End-to-end acknowledgments in Data Prepper
Data Prepper is an open-source data collector used to ingest data into OpenSearch clusters. In addition to Data Prepper’s in-memory buffer, which allows for fast throughput, users also want improved data durability, particularly, confirmation that the data received by Data Prepper reaches the desired sink. End-to-end acknowledgments give Data Prepper this capability.
The need: Improving data durability
The Data Prepper maintainers and their teams have observed that a common challenge to data durability is ingestion pipeline reliability. For example, if the OpenSearch cluster cannot receive data because of temporary stress on the cluster or underscaling, then Data Prepper cannot send data to the destination sink. Further, Data Prepper may exhaust memory or other system resources or the hardware running Data Prepper may fail resulting the data loss during the ingestion.

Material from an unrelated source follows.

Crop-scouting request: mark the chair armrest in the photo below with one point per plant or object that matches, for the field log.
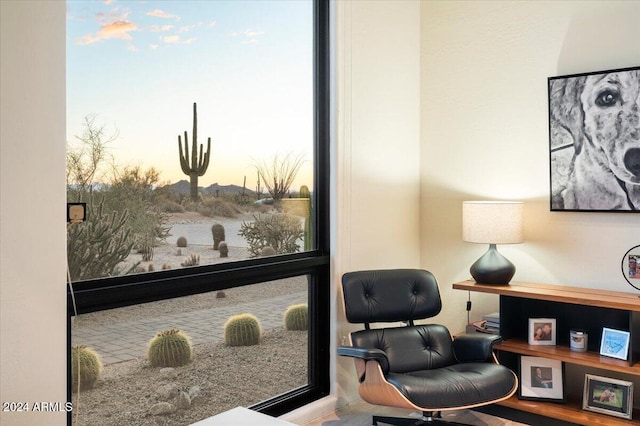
(476, 347)
(366, 354)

To solve these challenges, the maintainers and their teams must consider the data sources themselves. For example, the Amazon S3 source can read data from a highly durable store. When observing this, capability, it was realized that if Data Prepper fails to deliver data to OpenSearch, Data Prepper can retry reading data from Amazon S3. This, however, requires knowing when the data is written before deleting the SQS message that notifies Data Prepper of an available S3 object to consume.
Our solution: End-to-end acknowledgments
Data Prepper provides data durability through the use of end-to-end acknowledgments. When a Data Prepper source is configured to use end-to-end acknowledgments, the source is notified only when the data is successfully delivered to the sink. If the source receives end-to-end acknowledgments, it can take appropriate actions such as removing SQS messages that have been successfully delivered to the sink or incrementing the commit offset, such as in the case of a Kafka source. If end-to-end acknowledgments are not received, the source may retry the operation or notify the external source of the failure. The following image shows the control flow when a Data Prepper source is configured to use end-to-end acknowledgments.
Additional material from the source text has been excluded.